Reputation: 17
I am trying to scrape the pricing information from these two websites: site1 and site2 I am using Python and packages BeautifulSoup and requests.
What I realized is that the pricing section is not available in the source code for both sites. So I am wondering how I can scrape the data.
Any advice would be appreciated.
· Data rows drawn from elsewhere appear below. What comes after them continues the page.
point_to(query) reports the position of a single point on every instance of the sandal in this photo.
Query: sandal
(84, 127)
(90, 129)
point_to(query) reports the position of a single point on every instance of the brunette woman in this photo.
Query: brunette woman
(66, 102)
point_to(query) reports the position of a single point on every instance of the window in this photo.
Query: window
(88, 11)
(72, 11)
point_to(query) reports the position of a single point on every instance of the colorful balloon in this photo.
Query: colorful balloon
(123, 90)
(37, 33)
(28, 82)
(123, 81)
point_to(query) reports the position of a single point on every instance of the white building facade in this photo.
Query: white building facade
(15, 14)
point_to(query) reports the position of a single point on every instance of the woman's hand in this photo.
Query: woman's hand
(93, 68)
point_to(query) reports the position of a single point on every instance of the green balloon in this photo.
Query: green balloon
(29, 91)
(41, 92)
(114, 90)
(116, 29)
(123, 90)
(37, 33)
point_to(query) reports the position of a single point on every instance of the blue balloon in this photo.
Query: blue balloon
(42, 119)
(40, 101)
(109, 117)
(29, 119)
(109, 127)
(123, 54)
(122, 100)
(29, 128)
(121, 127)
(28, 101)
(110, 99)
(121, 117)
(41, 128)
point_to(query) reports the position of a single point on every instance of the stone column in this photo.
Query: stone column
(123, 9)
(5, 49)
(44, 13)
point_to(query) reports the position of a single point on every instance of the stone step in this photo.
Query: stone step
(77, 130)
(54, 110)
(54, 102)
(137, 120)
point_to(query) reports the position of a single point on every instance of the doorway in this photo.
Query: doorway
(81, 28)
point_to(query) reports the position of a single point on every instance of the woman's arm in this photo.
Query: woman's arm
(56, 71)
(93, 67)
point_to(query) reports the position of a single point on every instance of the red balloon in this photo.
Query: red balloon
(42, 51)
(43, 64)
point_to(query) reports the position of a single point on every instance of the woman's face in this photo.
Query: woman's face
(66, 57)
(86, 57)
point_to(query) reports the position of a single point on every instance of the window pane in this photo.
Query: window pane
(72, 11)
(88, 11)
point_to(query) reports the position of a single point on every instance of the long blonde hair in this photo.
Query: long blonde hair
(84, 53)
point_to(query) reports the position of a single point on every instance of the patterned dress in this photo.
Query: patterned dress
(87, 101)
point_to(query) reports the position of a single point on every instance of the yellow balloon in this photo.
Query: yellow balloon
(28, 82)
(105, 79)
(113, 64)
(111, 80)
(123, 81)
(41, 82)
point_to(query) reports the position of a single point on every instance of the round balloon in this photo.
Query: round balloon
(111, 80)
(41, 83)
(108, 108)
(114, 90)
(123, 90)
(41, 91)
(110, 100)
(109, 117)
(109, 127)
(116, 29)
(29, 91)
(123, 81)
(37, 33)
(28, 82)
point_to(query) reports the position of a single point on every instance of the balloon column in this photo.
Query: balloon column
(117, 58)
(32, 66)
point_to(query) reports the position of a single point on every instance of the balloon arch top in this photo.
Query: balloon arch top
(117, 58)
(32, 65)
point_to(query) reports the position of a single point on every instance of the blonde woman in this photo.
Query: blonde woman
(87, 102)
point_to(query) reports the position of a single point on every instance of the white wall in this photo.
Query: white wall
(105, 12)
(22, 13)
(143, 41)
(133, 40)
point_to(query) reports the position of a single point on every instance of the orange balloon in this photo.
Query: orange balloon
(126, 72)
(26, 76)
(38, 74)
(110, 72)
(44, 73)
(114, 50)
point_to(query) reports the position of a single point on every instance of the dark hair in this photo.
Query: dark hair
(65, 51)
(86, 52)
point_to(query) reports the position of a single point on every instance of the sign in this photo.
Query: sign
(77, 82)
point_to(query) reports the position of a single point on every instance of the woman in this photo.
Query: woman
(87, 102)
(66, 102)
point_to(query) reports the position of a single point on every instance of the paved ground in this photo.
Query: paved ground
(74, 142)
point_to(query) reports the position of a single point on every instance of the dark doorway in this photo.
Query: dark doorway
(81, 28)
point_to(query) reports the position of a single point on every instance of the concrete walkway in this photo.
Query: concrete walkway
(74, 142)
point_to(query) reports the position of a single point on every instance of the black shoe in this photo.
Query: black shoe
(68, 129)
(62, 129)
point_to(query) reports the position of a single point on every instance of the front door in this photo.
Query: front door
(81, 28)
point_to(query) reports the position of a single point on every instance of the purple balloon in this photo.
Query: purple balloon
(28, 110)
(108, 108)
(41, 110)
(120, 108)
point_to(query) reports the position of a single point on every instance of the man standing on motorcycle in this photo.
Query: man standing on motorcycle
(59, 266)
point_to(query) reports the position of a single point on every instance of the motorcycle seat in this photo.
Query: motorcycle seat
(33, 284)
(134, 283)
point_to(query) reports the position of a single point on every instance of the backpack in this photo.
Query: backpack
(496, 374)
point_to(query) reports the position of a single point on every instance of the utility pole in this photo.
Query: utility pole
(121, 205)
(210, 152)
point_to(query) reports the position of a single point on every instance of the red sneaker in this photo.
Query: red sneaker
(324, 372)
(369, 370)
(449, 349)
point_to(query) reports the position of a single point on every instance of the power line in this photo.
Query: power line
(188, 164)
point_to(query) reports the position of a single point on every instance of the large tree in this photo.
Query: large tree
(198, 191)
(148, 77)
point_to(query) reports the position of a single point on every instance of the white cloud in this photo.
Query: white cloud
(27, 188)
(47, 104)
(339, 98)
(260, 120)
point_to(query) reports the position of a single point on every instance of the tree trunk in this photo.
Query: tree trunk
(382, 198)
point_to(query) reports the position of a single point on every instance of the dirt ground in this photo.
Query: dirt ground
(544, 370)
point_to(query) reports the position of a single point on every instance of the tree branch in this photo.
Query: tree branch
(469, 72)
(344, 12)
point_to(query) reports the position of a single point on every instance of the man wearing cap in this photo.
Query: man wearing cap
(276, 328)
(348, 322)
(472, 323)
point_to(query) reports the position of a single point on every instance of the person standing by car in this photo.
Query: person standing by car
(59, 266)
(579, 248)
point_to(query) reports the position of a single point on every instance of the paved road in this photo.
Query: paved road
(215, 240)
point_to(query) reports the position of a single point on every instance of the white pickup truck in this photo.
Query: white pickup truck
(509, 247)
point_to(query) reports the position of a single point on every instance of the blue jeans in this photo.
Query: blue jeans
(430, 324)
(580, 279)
Thank you
Upvotes: 0
Views: 1153
Reputation: 474031
The problem is that first you need to select a country to see the prices.
In technical sense, you need to make a POST request to http://www.strem.com/catalog/index.php
to select a country, then you can get the prices:
from bs4 import BeautifulSoup
import requests
URL = "http://www.strem.com/catalog/v/29-6720/17/copper_1300746-79-5"
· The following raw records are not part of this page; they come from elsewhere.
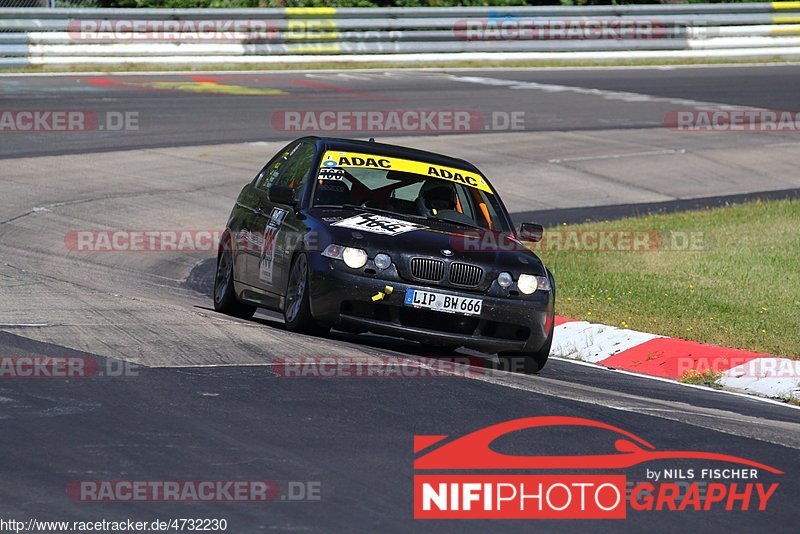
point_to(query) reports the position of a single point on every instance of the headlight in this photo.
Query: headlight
(528, 283)
(333, 251)
(383, 261)
(355, 258)
(504, 280)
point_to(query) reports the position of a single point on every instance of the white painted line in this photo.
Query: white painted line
(401, 69)
(623, 96)
(773, 377)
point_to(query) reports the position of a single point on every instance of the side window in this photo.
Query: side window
(272, 170)
(296, 171)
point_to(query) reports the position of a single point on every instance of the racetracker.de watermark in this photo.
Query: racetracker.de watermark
(189, 491)
(74, 120)
(177, 30)
(400, 120)
(376, 367)
(542, 29)
(567, 240)
(733, 120)
(42, 367)
(741, 366)
(142, 240)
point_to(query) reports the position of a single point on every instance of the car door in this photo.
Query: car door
(279, 225)
(250, 235)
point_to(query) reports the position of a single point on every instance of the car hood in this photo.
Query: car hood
(495, 251)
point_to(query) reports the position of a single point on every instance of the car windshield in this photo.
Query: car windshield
(409, 188)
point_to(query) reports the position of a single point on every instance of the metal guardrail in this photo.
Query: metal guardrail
(295, 35)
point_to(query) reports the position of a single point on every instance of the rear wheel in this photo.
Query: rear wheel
(297, 310)
(527, 362)
(225, 300)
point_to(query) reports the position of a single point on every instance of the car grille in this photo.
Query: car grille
(427, 269)
(463, 274)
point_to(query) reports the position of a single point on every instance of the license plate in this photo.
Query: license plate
(444, 303)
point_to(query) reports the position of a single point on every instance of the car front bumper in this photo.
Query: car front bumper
(343, 296)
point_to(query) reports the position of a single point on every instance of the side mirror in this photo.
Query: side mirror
(530, 232)
(282, 194)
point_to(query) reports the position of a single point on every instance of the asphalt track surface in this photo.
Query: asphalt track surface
(206, 401)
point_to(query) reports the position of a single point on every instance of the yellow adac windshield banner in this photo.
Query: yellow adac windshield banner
(335, 158)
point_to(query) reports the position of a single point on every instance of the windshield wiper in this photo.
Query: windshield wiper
(451, 221)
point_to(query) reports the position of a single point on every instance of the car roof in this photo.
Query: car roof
(384, 149)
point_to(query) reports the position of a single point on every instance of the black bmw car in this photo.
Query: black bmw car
(363, 236)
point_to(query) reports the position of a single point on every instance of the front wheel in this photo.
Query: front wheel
(297, 310)
(225, 300)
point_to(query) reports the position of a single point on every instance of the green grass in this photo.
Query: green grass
(134, 67)
(741, 289)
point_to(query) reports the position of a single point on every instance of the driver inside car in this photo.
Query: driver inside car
(437, 199)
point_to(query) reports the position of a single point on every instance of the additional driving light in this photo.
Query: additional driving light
(355, 258)
(528, 283)
(383, 261)
(504, 280)
(333, 251)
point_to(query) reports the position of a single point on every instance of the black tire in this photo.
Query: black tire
(225, 300)
(527, 362)
(297, 310)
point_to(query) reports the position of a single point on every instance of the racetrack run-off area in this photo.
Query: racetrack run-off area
(179, 392)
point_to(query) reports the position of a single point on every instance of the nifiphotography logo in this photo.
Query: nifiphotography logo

session = requests.session()
p = session.post("http://www.strem.com/catalog/index.php", {'country': 'USA',
'page_function': 'select_country',
'item_id': '7211',
'group_id': '17'})
response = session.get(URL)
soup = BeautifulSoup(response.content)
print [td.text.strip() for td in soup.find_all('td', class_='price')]
This prints:
[u'US$85.00', u'US$285.00', u'US$1,282.00', u'US$3,333.00']
A more elegant solution would be to submit a form using mechanize
package:
import cookielib
from bs4 import BeautifulSoup
import mechanize
URL = "http://www.strem.com/catalog/v/29-6720/17/copper_1300746-79-5"
browser = mechanize.Browser()
cj = cookielib.LWPCookieJar()
browser.set_cookiejar(cj)
browser.open(URL)
browser.select_form(nr=1)
browser.form['country'] = ['USA']
browser.submit()
data = browser.response().read()
soup = BeautifulSoup(data)
print [td.text.strip() for td in soup.find_all('td', class_='price')]
Prints:
[u'US$85.00', u'US$285.00', u'US$1,282.00', u'US$3,333.00']
Upvotes: 2